Tuesday, February 2, 2016

The ACA and Economic Growth

Has the ACA helped or hurt. If you listen to The Commonwealth Fund you would think it is the greatest thing since sliced bread. Well, perhaps the Whopper. Or the Big Gulp.

They state:
  • The U.S. economy has gained nearly 14 million private sector jobs over five years. All of the net gain in employment has been in full-time work.
  • There are 5 million more people working now than during the peak level prior to the recession, and the unemployment rate has plummeted. Recent annual gains in jobs have been faster than gains in any year since the 1990s.
  • Still, labor force participation rates have yet to return to their pre-recession peak.
  • Inflation-adjusted economic growth in the United States in recent years has rivaled or exceeded that of many other high-income nations.
  • Health care spending growth per person—both public and private—has slowed for five years. 
  • A number of ACA reforms, particularly related to Medicare, have likely contributed to the slowdown in health care spending growth by tightening provider payment rates and introducing incentives to reduce excess costs. 
  • Faster-than-expected economic growth and slower-than-expected health care spending have led to multiple downward revisions of the federal deficit and projected deficits.
  • These trends have also been a boon to state and local government budgets, as job growth has improved state tax revenues while cost growth in health care programs has slowed. At the same time, expanding insurance to millions of people who were previously uninsured has supported local health systems and enhanced families’ ability to pay for necessities, including health care.
 Well not so fast Swiftly.

The jobs gained fail to account for the dramatically lower Participation Rate, a factor we have been focusing on since the early days of the Romer Curve. You see Romer presented her now infamous curve seven years ago in January 2009 saying that unemployment would be at 5%. But 5% of what. If you take tens of millions out of the workforce than you eventually get to 5% but if you were to normalize to prior Participation Rates you would be back at 9%!

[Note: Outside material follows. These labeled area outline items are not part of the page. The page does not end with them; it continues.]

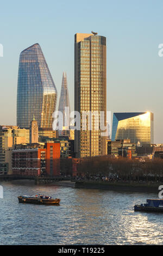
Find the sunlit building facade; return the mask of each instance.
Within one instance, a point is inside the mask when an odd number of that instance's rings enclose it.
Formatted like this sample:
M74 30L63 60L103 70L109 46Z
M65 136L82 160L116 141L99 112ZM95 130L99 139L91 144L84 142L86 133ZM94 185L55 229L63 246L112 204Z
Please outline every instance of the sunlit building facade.
M33 115L39 127L52 127L57 92L39 44L20 54L17 96L17 124L29 128Z
M59 135L70 136L70 106L67 75L65 72L63 72L58 111L60 111L63 115L62 130L59 131Z
M151 112L114 113L111 140L130 139L138 145L153 143L153 114Z
M106 38L96 33L77 33L74 38L74 109L80 114L80 130L75 131L77 157L103 155L106 154L106 138L99 126L92 120L91 130L84 129L82 113L104 113L106 126Z

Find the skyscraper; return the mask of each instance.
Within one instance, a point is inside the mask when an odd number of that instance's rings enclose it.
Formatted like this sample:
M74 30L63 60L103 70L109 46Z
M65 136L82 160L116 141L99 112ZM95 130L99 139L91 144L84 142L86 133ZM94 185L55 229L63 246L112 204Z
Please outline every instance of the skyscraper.
M39 127L52 128L57 92L39 44L20 54L17 95L17 124L29 127L34 114Z
M95 118L91 130L84 129L82 113L104 113L106 126L106 38L92 34L77 33L74 36L74 109L80 114L80 130L75 131L75 152L77 157L106 154L105 137Z
M67 111L66 108L67 108ZM63 72L58 111L62 112L63 114L63 131L60 131L60 132L61 135L64 133L64 135L68 136L70 135L68 124L70 121L70 106L66 73L64 72ZM67 129L67 131L66 129Z
M153 143L153 114L114 113L111 140L129 139L140 145Z

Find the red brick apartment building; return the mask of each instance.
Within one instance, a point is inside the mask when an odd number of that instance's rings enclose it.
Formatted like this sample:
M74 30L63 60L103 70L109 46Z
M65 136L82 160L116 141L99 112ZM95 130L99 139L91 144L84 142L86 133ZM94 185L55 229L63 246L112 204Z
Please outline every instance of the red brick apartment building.
M12 151L13 174L60 175L60 142L17 145Z

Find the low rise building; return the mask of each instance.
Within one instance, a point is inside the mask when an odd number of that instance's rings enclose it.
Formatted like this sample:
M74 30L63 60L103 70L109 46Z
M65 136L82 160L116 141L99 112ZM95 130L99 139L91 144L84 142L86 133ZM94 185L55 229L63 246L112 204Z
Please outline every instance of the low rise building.
M60 175L60 143L17 145L12 150L14 174L29 176Z
M131 159L137 155L136 145L131 143L130 139L108 141L108 155L111 155L116 157L121 156Z

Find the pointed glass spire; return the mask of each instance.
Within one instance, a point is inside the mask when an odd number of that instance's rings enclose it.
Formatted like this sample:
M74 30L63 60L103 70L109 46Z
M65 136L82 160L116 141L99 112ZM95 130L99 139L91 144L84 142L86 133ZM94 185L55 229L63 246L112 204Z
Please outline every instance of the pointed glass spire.
M58 111L61 111L63 114L63 130L64 130L64 127L67 127L67 124L69 124L70 113L70 106L67 82L67 76L66 73L64 72L63 72L62 86L59 99Z

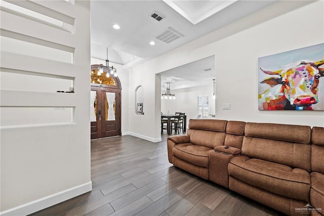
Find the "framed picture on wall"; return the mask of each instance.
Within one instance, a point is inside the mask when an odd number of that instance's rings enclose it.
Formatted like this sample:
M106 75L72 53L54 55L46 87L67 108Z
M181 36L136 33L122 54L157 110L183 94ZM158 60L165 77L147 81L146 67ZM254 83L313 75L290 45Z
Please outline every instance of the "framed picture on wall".
M259 58L259 110L324 110L324 43Z
M136 114L143 114L143 103L137 103L137 109L136 109Z

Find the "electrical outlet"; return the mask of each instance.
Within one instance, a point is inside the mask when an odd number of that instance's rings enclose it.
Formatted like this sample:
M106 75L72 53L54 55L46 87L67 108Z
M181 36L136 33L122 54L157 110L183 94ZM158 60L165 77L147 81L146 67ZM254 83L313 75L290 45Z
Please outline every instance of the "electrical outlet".
M223 104L222 104L222 109L223 110L230 110L231 109L230 103L223 103Z

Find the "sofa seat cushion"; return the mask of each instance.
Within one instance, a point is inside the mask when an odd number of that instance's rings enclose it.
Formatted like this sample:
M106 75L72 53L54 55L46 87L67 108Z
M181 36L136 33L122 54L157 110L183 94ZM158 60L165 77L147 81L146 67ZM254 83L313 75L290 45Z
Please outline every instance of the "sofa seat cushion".
M213 149L190 142L176 145L172 149L175 157L196 166L208 168L208 153Z
M310 173L310 178L312 182L312 189L315 190L324 196L324 174L313 172Z
M243 182L273 194L309 201L310 176L305 170L239 156L231 159L228 173Z

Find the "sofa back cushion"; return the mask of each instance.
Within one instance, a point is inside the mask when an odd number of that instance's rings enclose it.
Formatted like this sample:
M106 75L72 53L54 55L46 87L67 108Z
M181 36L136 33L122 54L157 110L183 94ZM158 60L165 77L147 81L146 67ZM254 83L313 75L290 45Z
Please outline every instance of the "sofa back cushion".
M192 144L214 149L224 145L227 123L217 119L190 119L187 135Z
M313 127L311 140L311 170L324 174L324 127Z
M192 119L189 120L189 128L211 131L225 132L227 123L227 121L226 120L219 120L218 119Z
M247 123L242 155L310 171L310 127Z
M241 149L246 123L237 121L229 121L226 124L225 146Z
M208 130L189 129L187 132L190 142L194 145L214 149L223 146L225 140L225 132L215 132Z

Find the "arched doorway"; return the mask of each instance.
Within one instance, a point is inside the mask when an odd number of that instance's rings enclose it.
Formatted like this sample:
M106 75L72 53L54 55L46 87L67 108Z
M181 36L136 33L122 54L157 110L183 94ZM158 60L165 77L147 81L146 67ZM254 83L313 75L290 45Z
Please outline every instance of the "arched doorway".
M122 135L121 90L118 77L97 75L99 64L91 65L91 138Z

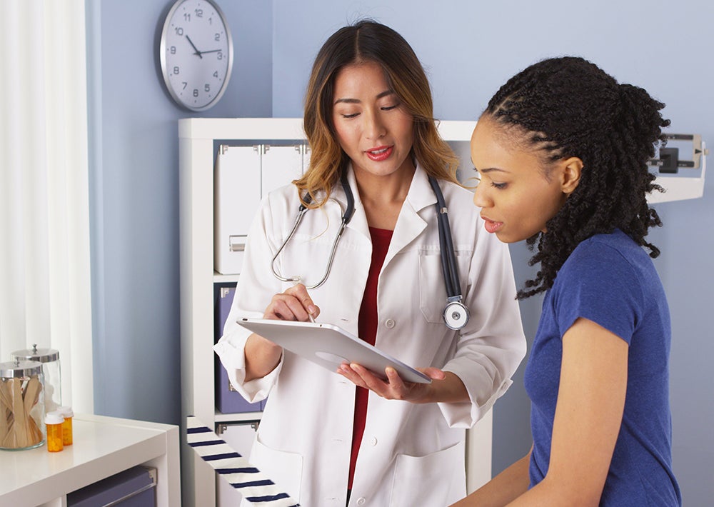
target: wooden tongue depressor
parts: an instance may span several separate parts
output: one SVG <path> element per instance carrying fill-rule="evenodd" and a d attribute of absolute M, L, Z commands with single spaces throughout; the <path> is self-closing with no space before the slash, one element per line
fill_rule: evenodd
<path fill-rule="evenodd" d="M 39 378 L 37 378 L 36 375 L 33 375 L 30 378 L 30 380 L 27 381 L 27 385 L 25 386 L 25 394 L 23 403 L 24 403 L 25 415 L 26 416 L 27 436 L 29 439 L 28 445 L 30 446 L 39 443 L 42 441 L 42 431 L 37 427 L 37 423 L 30 416 L 32 407 L 39 401 L 40 390 L 41 388 L 42 384 L 40 383 Z"/>

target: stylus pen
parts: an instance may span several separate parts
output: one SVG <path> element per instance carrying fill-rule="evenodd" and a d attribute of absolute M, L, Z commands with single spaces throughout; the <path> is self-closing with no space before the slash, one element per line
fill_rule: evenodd
<path fill-rule="evenodd" d="M 295 286 L 296 286 L 298 283 L 302 283 L 302 280 L 301 279 L 301 278 L 299 276 L 293 276 L 293 287 Z M 315 318 L 313 316 L 312 316 L 312 313 L 311 313 L 309 311 L 308 312 L 308 318 L 310 319 L 311 322 L 312 322 L 312 323 L 314 323 L 314 322 L 315 322 Z"/>

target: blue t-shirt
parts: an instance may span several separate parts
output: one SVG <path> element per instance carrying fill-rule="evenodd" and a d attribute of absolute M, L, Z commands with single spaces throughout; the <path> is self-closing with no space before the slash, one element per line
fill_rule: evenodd
<path fill-rule="evenodd" d="M 545 293 L 525 373 L 531 486 L 548 472 L 562 338 L 579 317 L 629 345 L 625 411 L 600 505 L 681 505 L 672 472 L 669 308 L 652 260 L 620 230 L 579 244 Z"/>

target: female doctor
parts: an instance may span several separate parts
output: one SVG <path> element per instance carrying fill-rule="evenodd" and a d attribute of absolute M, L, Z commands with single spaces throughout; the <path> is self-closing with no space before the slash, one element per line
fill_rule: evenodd
<path fill-rule="evenodd" d="M 473 194 L 458 184 L 426 74 L 393 30 L 363 21 L 328 39 L 304 129 L 309 169 L 263 200 L 214 348 L 246 399 L 270 395 L 249 460 L 304 506 L 443 507 L 466 494 L 465 428 L 503 394 L 525 354 L 508 251 L 484 234 Z M 428 176 L 448 206 L 470 314 L 458 330 L 445 324 Z M 340 326 L 423 366 L 432 382 L 391 368 L 383 381 L 358 364 L 330 371 L 236 323 L 246 316 Z"/>

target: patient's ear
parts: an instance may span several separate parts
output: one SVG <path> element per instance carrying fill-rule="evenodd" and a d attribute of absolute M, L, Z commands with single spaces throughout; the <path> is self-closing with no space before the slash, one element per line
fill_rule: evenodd
<path fill-rule="evenodd" d="M 561 161 L 560 190 L 563 194 L 572 194 L 580 184 L 583 174 L 583 161 L 577 156 Z"/>

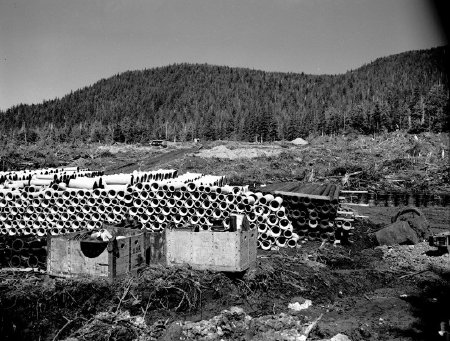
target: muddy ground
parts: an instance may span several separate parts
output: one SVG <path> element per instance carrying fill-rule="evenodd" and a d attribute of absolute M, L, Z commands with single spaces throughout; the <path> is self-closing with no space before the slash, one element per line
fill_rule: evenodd
<path fill-rule="evenodd" d="M 342 172 L 361 171 L 347 188 L 450 189 L 447 135 L 415 139 L 393 133 L 310 142 L 300 147 L 235 142 L 77 146 L 50 153 L 54 157 L 45 162 L 106 173 L 174 168 L 226 175 L 236 184 L 339 183 Z M 416 145 L 421 154 L 411 157 Z M 250 158 L 242 157 L 245 148 Z M 297 249 L 259 250 L 256 269 L 244 274 L 153 265 L 111 284 L 3 269 L 0 340 L 296 340 L 319 317 L 308 340 L 338 333 L 351 340 L 442 340 L 440 322 L 450 319 L 449 255 L 426 242 L 376 246 L 367 236 L 388 224 L 399 208 L 352 208 L 368 218 L 355 224 L 351 245 L 305 241 Z M 434 232 L 450 227 L 448 207 L 421 210 Z M 306 299 L 312 301 L 309 308 L 288 308 Z"/>

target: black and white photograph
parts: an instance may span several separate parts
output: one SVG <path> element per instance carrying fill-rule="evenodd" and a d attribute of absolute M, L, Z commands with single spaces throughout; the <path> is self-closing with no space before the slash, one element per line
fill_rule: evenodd
<path fill-rule="evenodd" d="M 450 341 L 446 0 L 0 0 L 0 341 Z"/>

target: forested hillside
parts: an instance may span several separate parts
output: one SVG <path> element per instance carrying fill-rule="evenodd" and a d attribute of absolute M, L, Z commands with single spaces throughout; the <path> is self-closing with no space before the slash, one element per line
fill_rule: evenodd
<path fill-rule="evenodd" d="M 211 65 L 128 71 L 61 99 L 0 112 L 17 142 L 293 139 L 448 129 L 448 46 L 379 58 L 340 75 Z"/>

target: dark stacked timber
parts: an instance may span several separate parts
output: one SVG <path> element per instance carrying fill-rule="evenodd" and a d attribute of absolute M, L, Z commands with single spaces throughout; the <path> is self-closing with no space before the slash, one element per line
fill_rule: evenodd
<path fill-rule="evenodd" d="M 286 182 L 270 184 L 256 190 L 283 198 L 286 215 L 300 238 L 333 242 L 336 234 L 340 233 L 342 223 L 335 222 L 339 186 Z"/>

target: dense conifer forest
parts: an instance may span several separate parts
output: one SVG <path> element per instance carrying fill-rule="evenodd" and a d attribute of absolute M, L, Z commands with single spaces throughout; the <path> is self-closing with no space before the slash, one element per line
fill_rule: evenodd
<path fill-rule="evenodd" d="M 178 64 L 127 71 L 60 99 L 0 111 L 18 143 L 291 140 L 310 133 L 448 130 L 448 46 L 339 75 Z"/>

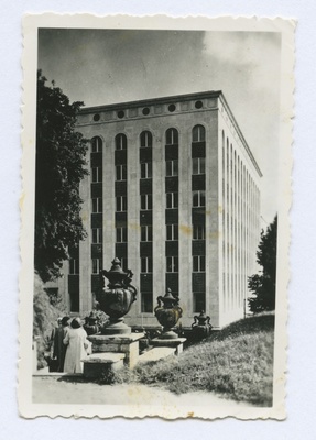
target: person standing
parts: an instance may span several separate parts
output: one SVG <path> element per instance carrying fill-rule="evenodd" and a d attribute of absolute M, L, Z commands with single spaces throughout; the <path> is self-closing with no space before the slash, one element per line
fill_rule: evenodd
<path fill-rule="evenodd" d="M 63 342 L 67 346 L 64 372 L 83 373 L 81 361 L 87 358 L 89 344 L 87 333 L 81 327 L 80 318 L 74 318 L 72 320 Z"/>
<path fill-rule="evenodd" d="M 58 373 L 62 373 L 64 371 L 64 362 L 65 362 L 67 346 L 64 344 L 63 341 L 67 334 L 68 327 L 69 327 L 69 317 L 64 317 L 61 321 L 61 326 L 57 329 L 55 329 L 53 359 L 57 359 L 58 361 L 58 366 L 57 366 Z"/>

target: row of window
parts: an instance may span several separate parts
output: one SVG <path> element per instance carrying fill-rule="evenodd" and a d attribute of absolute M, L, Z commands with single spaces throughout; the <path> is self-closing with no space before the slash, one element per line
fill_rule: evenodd
<path fill-rule="evenodd" d="M 126 243 L 128 241 L 128 228 L 118 227 L 116 228 L 117 243 Z M 166 240 L 177 241 L 178 240 L 178 226 L 166 224 Z M 193 240 L 205 240 L 205 226 L 194 224 L 193 226 Z M 153 241 L 153 229 L 152 226 L 141 227 L 141 241 L 152 242 Z M 102 228 L 92 228 L 92 244 L 102 243 Z"/>
<path fill-rule="evenodd" d="M 178 175 L 178 161 L 166 161 L 166 177 L 173 177 Z M 195 157 L 193 158 L 193 175 L 205 174 L 205 158 Z M 152 162 L 141 163 L 141 178 L 152 177 Z M 128 167 L 127 165 L 116 165 L 116 180 L 127 180 Z M 102 167 L 96 166 L 91 168 L 91 182 L 98 184 L 102 182 Z"/>
<path fill-rule="evenodd" d="M 193 191 L 193 207 L 205 207 L 205 191 L 197 190 Z M 166 193 L 166 208 L 176 209 L 178 208 L 178 193 Z M 102 198 L 92 198 L 92 213 L 101 213 L 103 209 Z M 141 210 L 151 211 L 153 209 L 153 200 L 151 194 L 141 195 Z M 116 197 L 116 211 L 126 212 L 128 210 L 128 198 L 127 196 Z"/>
<path fill-rule="evenodd" d="M 192 142 L 205 142 L 205 128 L 203 125 L 195 125 L 192 130 Z M 91 141 L 91 152 L 100 153 L 102 151 L 102 140 L 99 136 L 95 136 Z M 116 150 L 127 150 L 128 139 L 124 133 L 119 133 L 115 138 Z M 153 144 L 153 135 L 150 131 L 143 131 L 140 134 L 140 146 L 151 147 Z M 178 131 L 174 128 L 166 130 L 165 132 L 165 144 L 176 145 L 178 144 Z"/>
<path fill-rule="evenodd" d="M 122 258 L 121 258 L 122 260 Z M 123 262 L 121 261 L 123 267 Z M 92 274 L 99 274 L 102 268 L 102 258 L 92 258 Z M 148 274 L 153 272 L 153 258 L 151 256 L 141 257 L 141 273 Z M 166 272 L 178 273 L 178 256 L 166 257 Z M 205 255 L 193 256 L 193 272 L 205 272 Z M 69 260 L 69 275 L 79 274 L 79 260 Z"/>

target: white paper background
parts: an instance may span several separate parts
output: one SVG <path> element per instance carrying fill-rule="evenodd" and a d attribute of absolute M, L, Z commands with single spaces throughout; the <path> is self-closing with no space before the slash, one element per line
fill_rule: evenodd
<path fill-rule="evenodd" d="M 19 257 L 19 197 L 20 180 L 20 105 L 22 70 L 21 18 L 24 13 L 90 12 L 96 14 L 130 13 L 134 15 L 167 13 L 174 16 L 193 15 L 248 15 L 284 16 L 298 20 L 296 31 L 296 96 L 294 128 L 293 209 L 291 211 L 292 280 L 288 318 L 288 378 L 287 420 L 277 421 L 219 421 L 178 420 L 66 420 L 39 418 L 24 420 L 17 406 L 18 359 L 18 274 Z M 316 189 L 316 140 L 314 99 L 316 98 L 316 3 L 313 0 L 296 2 L 279 0 L 199 0 L 174 1 L 108 1 L 76 0 L 73 2 L 29 0 L 1 2 L 1 426 L 0 438 L 41 439 L 56 438 L 129 438 L 145 439 L 315 439 L 315 228 L 316 213 L 313 189 Z M 314 98 L 314 99 L 313 99 Z M 32 233 L 32 231 L 30 231 Z"/>

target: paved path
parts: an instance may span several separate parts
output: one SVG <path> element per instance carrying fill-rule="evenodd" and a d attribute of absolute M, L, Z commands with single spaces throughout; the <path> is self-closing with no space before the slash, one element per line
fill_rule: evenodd
<path fill-rule="evenodd" d="M 163 406 L 252 406 L 218 397 L 213 393 L 195 392 L 175 395 L 146 385 L 98 385 L 77 378 L 59 376 L 33 377 L 34 404 L 81 405 L 163 405 Z"/>

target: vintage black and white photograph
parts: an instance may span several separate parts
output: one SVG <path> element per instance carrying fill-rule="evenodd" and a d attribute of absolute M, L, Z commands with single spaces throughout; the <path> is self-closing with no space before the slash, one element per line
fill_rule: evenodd
<path fill-rule="evenodd" d="M 284 418 L 294 29 L 25 18 L 22 416 Z"/>

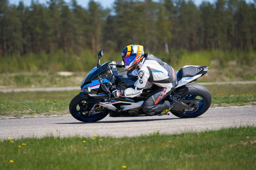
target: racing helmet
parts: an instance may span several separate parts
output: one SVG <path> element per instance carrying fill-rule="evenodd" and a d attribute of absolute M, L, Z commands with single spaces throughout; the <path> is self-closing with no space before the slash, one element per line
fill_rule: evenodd
<path fill-rule="evenodd" d="M 122 58 L 125 68 L 131 70 L 136 66 L 143 57 L 143 55 L 142 45 L 132 45 L 124 48 L 122 51 Z"/>

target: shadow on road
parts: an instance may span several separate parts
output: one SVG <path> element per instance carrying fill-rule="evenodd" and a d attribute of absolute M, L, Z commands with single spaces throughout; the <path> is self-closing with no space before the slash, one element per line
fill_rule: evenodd
<path fill-rule="evenodd" d="M 55 124 L 79 124 L 81 123 L 122 123 L 122 122 L 149 122 L 149 121 L 155 121 L 157 120 L 172 120 L 180 119 L 181 118 L 166 118 L 166 119 L 133 119 L 133 120 L 111 120 L 109 121 L 99 121 L 96 122 L 67 122 L 67 123 L 55 123 Z"/>

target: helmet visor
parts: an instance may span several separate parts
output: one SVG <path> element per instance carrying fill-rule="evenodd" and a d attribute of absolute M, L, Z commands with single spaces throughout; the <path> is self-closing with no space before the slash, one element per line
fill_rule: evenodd
<path fill-rule="evenodd" d="M 122 59 L 125 63 L 125 65 L 129 65 L 130 64 L 135 60 L 136 57 L 136 56 L 131 56 L 123 58 Z"/>

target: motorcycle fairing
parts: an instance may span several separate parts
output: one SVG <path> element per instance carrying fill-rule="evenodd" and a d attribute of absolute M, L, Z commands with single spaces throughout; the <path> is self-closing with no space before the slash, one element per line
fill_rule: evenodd
<path fill-rule="evenodd" d="M 195 81 L 204 76 L 208 71 L 208 68 L 207 66 L 198 65 L 185 65 L 182 67 L 177 71 L 178 85 L 175 88 Z M 186 76 L 183 76 L 184 75 Z"/>
<path fill-rule="evenodd" d="M 92 81 L 97 76 L 110 68 L 110 67 L 108 65 L 108 63 L 111 62 L 112 61 L 112 60 L 110 60 L 105 62 L 102 65 L 101 67 L 99 68 L 97 68 L 97 67 L 95 67 L 93 68 L 93 69 L 89 73 L 87 76 L 86 76 L 85 78 L 84 78 L 84 81 L 83 81 L 80 87 L 81 88 L 81 90 L 84 88 L 85 85 L 87 83 L 89 82 L 90 81 Z"/>
<path fill-rule="evenodd" d="M 108 83 L 109 81 L 107 79 L 103 79 L 103 82 Z M 100 83 L 99 81 L 99 79 L 95 80 L 93 80 L 91 82 L 91 83 L 85 85 L 84 86 L 81 88 L 81 91 L 83 91 L 84 93 L 87 93 L 89 95 L 92 94 L 93 95 L 98 95 L 98 91 L 99 88 L 100 86 Z M 90 93 L 88 91 L 84 90 L 84 89 L 85 87 L 90 87 L 91 89 L 91 91 Z"/>
<path fill-rule="evenodd" d="M 140 108 L 142 105 L 143 102 L 144 101 L 140 101 L 134 103 L 116 100 L 111 100 L 107 102 L 99 102 L 98 105 L 104 108 L 106 108 L 109 110 L 115 111 L 116 110 L 119 109 L 119 108 L 117 108 L 113 105 L 118 103 L 122 103 L 123 105 L 121 107 L 121 108 L 123 108 L 123 109 L 122 109 L 122 111 L 125 111 Z"/>

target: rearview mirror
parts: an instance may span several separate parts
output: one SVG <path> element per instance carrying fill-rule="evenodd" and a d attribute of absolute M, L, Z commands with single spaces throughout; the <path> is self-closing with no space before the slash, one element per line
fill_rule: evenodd
<path fill-rule="evenodd" d="M 99 54 L 98 54 L 98 56 L 99 57 L 101 57 L 103 56 L 103 49 L 101 50 L 99 52 Z"/>

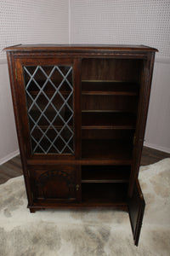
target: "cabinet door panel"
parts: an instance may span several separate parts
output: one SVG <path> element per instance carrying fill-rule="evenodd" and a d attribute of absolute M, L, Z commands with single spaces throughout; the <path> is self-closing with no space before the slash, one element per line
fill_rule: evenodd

Economic growth is horrible. Do these folks ever look at the GDP growth rates, in fractional digits! That is less than 1% pa.

Now to Health Care. The biggest burden on Health Care is the EHR created by the now head of this entity. It is the worst creation ever. It should have been cloud based and patient centered. Instead it is physician based and incompatible. One physician cannot get the records of another unless they go through the patient! Duh! Told you so folks.

You see we have the ability to do a good EHR. Simple:

1. Patient based. Single cloud based HIPAA compliant where for each patient the practitioner can ask and add. It is portable.

2. Digitally readable info is uploaded, parsed, collated, and portable. That is a biopsy may be added and the results parsed and added to a hypertext readable and accessible system.

3. Image enhances and readable. All images are stored and indexed and accessible. Want an MRI, here it is.

4. Accessible via simple interfaces.

5. Cheap. Yes, one system and no complex learning. Let the system do the learning.

Well did this happen.No. Thank the folks at Commonwealth!

Oh about those job growth comments. We have just added more to manage a health care practice with negative value. Thanks guys!